Each period in history sees the sky in a different way. The way a civilization perceives the sky is related to its travel capabilities. As man's knowledge of geography has increased, so has his understanding of the earth's place in the larger scheme.
Greek astronomer Ptolemy lived in the second century. He wrote a book called The Almagest. He had the earth at the center with the sun and planets going around it. This view stood for 1400 years.
In 1453, Copernicus in Poland got it right. He expounded a heliocentric doctrine. Modern science was born. Really, Copernicus revived a forgotten idea of the Greek Aristarchus. The Greeks had science. The Scientific Revolution grew out of the Renaissance which was a return to Greek ideas. The Middle Ages had been dominated by the Church, and the Bible frowned on science. It put revelation above observation. Galileo clashed with the Church when he taught the earth goes around the sun.

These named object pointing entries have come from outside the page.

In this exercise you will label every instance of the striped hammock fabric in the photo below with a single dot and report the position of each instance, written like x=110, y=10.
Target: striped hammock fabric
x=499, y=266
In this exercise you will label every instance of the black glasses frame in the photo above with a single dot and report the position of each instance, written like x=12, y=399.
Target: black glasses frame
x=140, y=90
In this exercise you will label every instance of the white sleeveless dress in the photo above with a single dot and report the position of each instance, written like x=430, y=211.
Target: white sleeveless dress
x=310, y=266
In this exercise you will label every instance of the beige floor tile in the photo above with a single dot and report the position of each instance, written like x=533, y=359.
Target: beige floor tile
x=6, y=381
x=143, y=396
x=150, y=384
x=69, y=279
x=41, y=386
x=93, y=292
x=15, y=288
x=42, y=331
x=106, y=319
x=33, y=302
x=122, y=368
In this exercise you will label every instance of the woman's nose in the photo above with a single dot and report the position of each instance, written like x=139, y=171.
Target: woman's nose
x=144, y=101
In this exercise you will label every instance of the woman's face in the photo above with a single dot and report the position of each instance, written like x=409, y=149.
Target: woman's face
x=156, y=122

The road leading from superstition and false information was long. For centuries, man's concepts of reality were shaped by the Bible. Nowhere in the Bible does it state the earth is flat, but the implications are there, Satan taking Jesus to the mountaintop to show him the world's kingdoms and references to "four corners of the earth." Heaven was above. Hell was below. Even Shakespeare retarded the growth of science with ghosts, witches and fairies. No wonder, the people who first settled in America knew so little about the nature of the cosmos.
Things were changing. Europe was expanding, and the printing press spread new ideas. By the time of Columbus' voyages, most people knew the earth is round. It became irrefutable when Magellan sailed around it, a gruelling three-year voyage during which Magellan was killed.

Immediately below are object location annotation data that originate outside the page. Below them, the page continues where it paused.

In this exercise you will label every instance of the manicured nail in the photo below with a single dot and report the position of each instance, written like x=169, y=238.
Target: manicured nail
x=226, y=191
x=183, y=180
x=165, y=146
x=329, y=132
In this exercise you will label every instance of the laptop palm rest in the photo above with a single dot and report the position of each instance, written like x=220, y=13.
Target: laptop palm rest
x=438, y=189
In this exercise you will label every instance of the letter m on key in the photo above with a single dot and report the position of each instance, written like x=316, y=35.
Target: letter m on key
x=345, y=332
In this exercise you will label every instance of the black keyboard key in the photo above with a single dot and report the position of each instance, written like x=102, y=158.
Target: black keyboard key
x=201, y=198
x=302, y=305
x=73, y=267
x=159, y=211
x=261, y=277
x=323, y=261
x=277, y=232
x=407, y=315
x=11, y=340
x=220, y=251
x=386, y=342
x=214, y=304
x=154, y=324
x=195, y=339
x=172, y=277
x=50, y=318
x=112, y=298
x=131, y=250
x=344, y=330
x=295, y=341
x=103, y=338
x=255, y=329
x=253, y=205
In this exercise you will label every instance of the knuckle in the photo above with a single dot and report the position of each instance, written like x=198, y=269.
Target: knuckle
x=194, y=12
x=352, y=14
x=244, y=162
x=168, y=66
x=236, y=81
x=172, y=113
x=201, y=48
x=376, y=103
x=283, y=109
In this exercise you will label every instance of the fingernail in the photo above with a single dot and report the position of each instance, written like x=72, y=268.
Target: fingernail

Tycho Brahe was an observer. He found a supernova in Cassiopeia in 1572. As a theorist, he was lacking. He knew the planets circled the sun but thought both planets and sun circled the earth. He built an observatory near Hamlet's castle in Denmark.

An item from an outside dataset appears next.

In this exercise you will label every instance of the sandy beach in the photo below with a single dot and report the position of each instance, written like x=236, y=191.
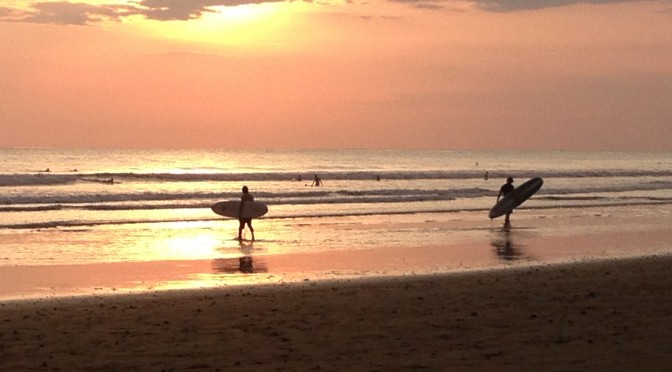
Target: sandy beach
x=612, y=315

It took Johannes Kepler, Tycho's assistant, to make sense of his work. Kepler's laws of planetary motion showed planetary orbits to be ellipses. The closer a planet is to the sun, the faster it moves.
William Herschel was the father of stellar astronomy. He built big telescopes and made the first model of the Milky Way. Erroneously, he placed our solar system at its center.
Isaac Newton and Albert Einstein were physicists who laid the groundwork on which modern astronomy is built. Newton introduced the concept of gravity, the tendency for two bodies to attract whether they are the earth and an apple or the earth and the moon. Einstein gave us relativity. Relativity says time is relative to speed, that the speed of light is the only absolute. While the most distant galaxies may be receding at 99% of the speed of light, they will never equal it. According to Einstein, gravity results from space being curved.
Newton was an alchemist. Einstein did not believe the universe was expanding. Even geniuses can be wrong! There is some question about the speed of light being absolute. Why does it have to be? If we travel faster than light, would we be in the dark when we reach our destination?
Astronomy is studied as a series of levels proceeding outward. Space has depth. There are motions within motions. Perspective rules. We explore the solar system. We reach for the stars. The Milky Way becomes one of countless galaxies. We question the origin and destiny of the universe. We search for extraterrestrial life.